Un mediodía, al salir de una reunión en San Isidro, Carlos cruzó por el crucero peatonal siguiendo el verde. A mitad de camino, el semáforo parpadeó. Un mototaxi quiso ganar el amarillo. Carlos se detuvo, sin dramatismo, y dejó que la máquina pasara con su prisa. Observó que el conductor llevaba a un niño dormido, la cabeza apoyada en el brazo de su madre. “Todos tenemos apuros que no conocemos”, pensó. Y se acordó del ministerio, de la universidad, del supermercado, de su padre, de la lámpara amarilla en la oficina. El país era ese cruce: ansioso, vivo, lleno de responsabilidades que se rozan y de urgencias que no admiten sermones. Por eso, más que nunca, el semáforo.

Esa tarde, Oficio recibió un correo: una cooperativa escolar de provincia quería orientación para usar IA en sus trámites, pero sin perder “el toque humano”. No pedían milagros ni promesas grandilocuentes. Pedían un manual. Carlos respondió con un documento sencillo: Principios para no perder el rostro. Decía, entre otras cosas: “Ningún agente hablará en primera persona como si fuera el director. Ningún agente decidirá sanciones. Todo agente deberá identificarse como herramienta. Toda interacción tendrá un responsable humano visible. Todo proceso tendrá salida de emergencia. Y, sobre todo, ninguna tecnología reemplazará el rito de la reunión de padres.”

La cooperativa aceptó y meses después le enviaron una foto: un escritorio de madera, una computadora encendida con una interfaz sobria, una lista de tareas con check azul, y al lado una pizarra con tiza blanca donde se leía, en trazo firme: “Horarios de tutoría: miércoles y viernes.” Carlos sonrió. En la pared, un crucifijo sencillo y un retrato antiguo del fundador de la escuela parecían mirar la escena con esa mezcla de severidad y ternura que solo conceden los símbolos cuando se les honra sin vergüenza.

Años después, Oficio ya no era una startup. Seguía sin “mascota” ni slogans; seguía con café honesto y reuniones que empezaban a la hora. Habían aprendido a delegar sin entregar el alma. Sus agentes no parecían robots con ojos; eran diagramas, registros, flujos; eran silencios bien programados. La ciudad, siempre difícil, seguía cambiando ministros; la economía, testaruda, seguía andando; las escuelas, poco a poco, sumaban letras a sus pizarras. Y en medio de todo, algunos clientes, al despedirse, repetían un elogio raro en tiempos de alharaca: “Con ustedes, no me asusto.”

Una noche de invierno, Lucía le llevó a Carlos un cuaderno con tapas duras. En la portada, en letra manuscrita, se leía: “Libro de Oficio”. Era una antología de procedimientos, errores y aciertos; un rosario de proyectos contados con humildad. En la última página, Rosa había escrito una frase que parecía venir de otro siglo y, sin embargo, pertenecía al siguiente: “La tecnología cambia rápido; lo que sostiene es lento.”
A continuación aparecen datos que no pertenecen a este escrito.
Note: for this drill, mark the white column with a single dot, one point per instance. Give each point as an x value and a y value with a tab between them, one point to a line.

Carlos lo leyó en silencio. Afuera, la ciudad respiraba con su mezcla de cansancio y esperanza. La política seguiría tropezando; la economía seguiría andando con su propio latido; la escuela seguiría batallando por letras que no se borren con la primera lluvia. Él, por su parte, haría lo único que sabía: mantener el compás. Ser “cuadrado” no como insulto, sino como homenaje a la esquina que sostiene la casa. Y enseñar, cada vez que hiciera falta, la vieja lección del semáforo: mirar a los dos lados, cruzar cuando toca, y recordar que el orden —lejos de ser una cárcel— puede ser la música que permite bailar sin pisarnos.
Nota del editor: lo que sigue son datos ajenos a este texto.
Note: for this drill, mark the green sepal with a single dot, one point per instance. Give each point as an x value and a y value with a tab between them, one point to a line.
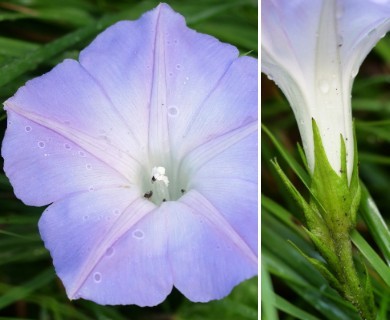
322	268
325	248
312	217
336	198
368	292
En el borde de la noche, antes de apagar la luz, pensó en el país como en un taller inmenso, lleno de herramientas nuevas y de manos antiguas. El trabajo no era elegir entre unos u otras, sino lograr que se reconozcan y se respeten. Acomodó el cuaderno en el cajón, junto a una foto de su padre planchándose la camisa, y murmuró, casi como una oración: “Que la inteligencia, antes que artificial, sea decente.” Luego cerró los ojos. Mañana, a las seis, alguien volvería a barrer la vereda. Y Oficio —con su oficio— abriría la puerta.